Although the concept makes sense — and has even been implemented by companies outside the blockchain space — tokenizing energy attribute certificates and putting them on a blockchain network may be challenging due to unclear regulations and a lack of industry standards.

Cameron Prell, a climate markets lawyer and vice chair of the Sustainability Business Working Group of the InterWork Alliance — a nonprofit group aimed at creating global standards around tokenized ecosystems — told Cointelegraph that understanding whether or not tokenization is effective depends on whether or not the assets tie back to actual, credible, standardized carbon credits. Additionally, Prell mentioned that these tokenized credits should also provide better liquidity and price discovery than standard carbon credit instruments.
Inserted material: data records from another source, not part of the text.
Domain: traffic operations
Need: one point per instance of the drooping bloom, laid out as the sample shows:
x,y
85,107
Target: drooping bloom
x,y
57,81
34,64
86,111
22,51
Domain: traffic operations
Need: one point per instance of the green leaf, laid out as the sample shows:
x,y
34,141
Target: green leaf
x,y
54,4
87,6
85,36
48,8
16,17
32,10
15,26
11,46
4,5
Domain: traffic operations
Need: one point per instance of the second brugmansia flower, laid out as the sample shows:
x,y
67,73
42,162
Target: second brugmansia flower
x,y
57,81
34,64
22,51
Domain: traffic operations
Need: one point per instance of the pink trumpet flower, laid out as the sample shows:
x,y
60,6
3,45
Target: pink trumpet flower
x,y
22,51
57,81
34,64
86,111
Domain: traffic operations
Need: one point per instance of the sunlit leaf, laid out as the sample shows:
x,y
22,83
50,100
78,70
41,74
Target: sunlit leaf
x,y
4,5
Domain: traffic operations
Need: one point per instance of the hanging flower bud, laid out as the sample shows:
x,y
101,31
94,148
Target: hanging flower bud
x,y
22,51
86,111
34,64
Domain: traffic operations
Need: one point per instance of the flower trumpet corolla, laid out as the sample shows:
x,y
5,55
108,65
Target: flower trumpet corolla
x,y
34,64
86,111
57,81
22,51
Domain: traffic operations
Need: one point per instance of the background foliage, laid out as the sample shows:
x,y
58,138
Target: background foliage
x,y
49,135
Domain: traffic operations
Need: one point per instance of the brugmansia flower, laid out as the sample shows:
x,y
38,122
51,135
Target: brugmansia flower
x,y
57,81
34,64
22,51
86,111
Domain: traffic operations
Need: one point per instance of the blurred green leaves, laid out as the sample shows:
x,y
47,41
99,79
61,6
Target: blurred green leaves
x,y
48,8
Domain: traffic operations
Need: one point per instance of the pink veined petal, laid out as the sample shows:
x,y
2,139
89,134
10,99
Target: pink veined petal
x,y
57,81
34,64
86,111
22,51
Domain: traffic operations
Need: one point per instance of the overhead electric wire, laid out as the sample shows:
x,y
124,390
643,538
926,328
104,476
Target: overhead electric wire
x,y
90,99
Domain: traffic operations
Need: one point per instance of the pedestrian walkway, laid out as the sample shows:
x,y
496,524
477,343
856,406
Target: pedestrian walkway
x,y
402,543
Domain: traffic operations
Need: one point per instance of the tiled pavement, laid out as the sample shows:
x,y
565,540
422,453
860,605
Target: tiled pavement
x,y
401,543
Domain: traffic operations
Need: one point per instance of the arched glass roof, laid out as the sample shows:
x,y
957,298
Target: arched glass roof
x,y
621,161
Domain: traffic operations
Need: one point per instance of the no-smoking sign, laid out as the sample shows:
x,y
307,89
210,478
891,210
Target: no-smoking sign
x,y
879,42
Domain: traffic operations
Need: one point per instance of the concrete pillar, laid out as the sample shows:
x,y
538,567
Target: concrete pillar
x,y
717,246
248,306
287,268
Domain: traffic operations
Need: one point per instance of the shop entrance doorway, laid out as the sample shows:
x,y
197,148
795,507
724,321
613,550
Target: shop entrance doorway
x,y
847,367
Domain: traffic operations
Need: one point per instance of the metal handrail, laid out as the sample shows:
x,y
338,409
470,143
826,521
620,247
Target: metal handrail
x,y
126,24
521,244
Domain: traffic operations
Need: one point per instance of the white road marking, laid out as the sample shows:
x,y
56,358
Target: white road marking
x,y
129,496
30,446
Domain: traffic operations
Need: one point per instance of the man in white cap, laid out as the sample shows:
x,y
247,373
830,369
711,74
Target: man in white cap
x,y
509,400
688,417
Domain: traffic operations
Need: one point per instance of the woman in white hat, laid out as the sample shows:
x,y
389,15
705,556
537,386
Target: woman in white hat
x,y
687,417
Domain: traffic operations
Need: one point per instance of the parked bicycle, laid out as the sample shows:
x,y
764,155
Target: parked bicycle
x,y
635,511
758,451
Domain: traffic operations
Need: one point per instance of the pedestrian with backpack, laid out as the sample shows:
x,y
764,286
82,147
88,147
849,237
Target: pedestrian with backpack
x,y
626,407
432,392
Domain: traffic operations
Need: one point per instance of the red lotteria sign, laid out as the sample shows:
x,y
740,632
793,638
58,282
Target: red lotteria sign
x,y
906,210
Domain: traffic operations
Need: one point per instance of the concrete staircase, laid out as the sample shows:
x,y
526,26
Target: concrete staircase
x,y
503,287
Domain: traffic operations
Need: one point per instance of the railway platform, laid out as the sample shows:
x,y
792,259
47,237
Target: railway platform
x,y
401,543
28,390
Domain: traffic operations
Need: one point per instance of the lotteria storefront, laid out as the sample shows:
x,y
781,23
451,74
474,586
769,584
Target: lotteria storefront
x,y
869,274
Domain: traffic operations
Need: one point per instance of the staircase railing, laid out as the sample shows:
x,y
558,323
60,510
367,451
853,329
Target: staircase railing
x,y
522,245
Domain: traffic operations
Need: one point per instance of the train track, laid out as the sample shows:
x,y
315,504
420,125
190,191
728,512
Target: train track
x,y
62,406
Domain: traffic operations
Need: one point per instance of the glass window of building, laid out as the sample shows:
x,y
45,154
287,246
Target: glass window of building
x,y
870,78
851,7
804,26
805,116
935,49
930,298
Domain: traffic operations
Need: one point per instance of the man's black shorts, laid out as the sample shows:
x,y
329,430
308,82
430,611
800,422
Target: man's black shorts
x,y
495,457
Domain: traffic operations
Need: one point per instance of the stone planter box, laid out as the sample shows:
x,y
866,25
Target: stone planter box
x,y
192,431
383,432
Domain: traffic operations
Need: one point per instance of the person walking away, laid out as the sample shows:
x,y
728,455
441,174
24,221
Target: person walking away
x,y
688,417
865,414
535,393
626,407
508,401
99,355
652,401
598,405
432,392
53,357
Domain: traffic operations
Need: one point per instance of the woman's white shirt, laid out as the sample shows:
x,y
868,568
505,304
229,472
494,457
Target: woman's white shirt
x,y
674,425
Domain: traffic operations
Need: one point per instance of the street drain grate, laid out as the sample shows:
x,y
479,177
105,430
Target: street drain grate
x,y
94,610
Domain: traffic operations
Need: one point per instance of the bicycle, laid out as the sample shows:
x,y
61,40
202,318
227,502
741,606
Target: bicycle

According to Prell, companies that want to manage their transition to net-zero climate commitments must treat their tokenized, environmental data as an asset with a market-defined value proposition: “The establishment and transactability of such value will require standardization, asset classification systems, and generally-acceptable climate accounting principles.” He further added:

“Tokenization thereafter empowers companies an ability to price, track and transact in their net zero performance, both to achieve their objectives in a credible manner, but also the ability to collateralize and secure forward any number of financial instruments to help scale and finance those efforts.”

While this may be the case, Weber said that the company is purchasing tokenized energy attribute certificates and holding them until they are retired. “We are not looking to trade or exchange them on a market in any way,” he said.

Echoing Weber, Paul Gambill, CEO of Nori — a climate-change startup that leverages blockchain — thinks it’s important to separate carbon credits from the method of payment or trading mechanism. Gambill told Cointelegraph that Nori allows anyone to purchase carbon certificates in the form of “Nori Carbon Removal Tonnes” — nonfungible tokens that are retired immediately by the buyers. The platform’s NORI token separately serves as the method of payment or trading mechanism. According to Gambill, this helps avoid double-counting carbon certificates that often trade hands many times over in legacy carbon registries.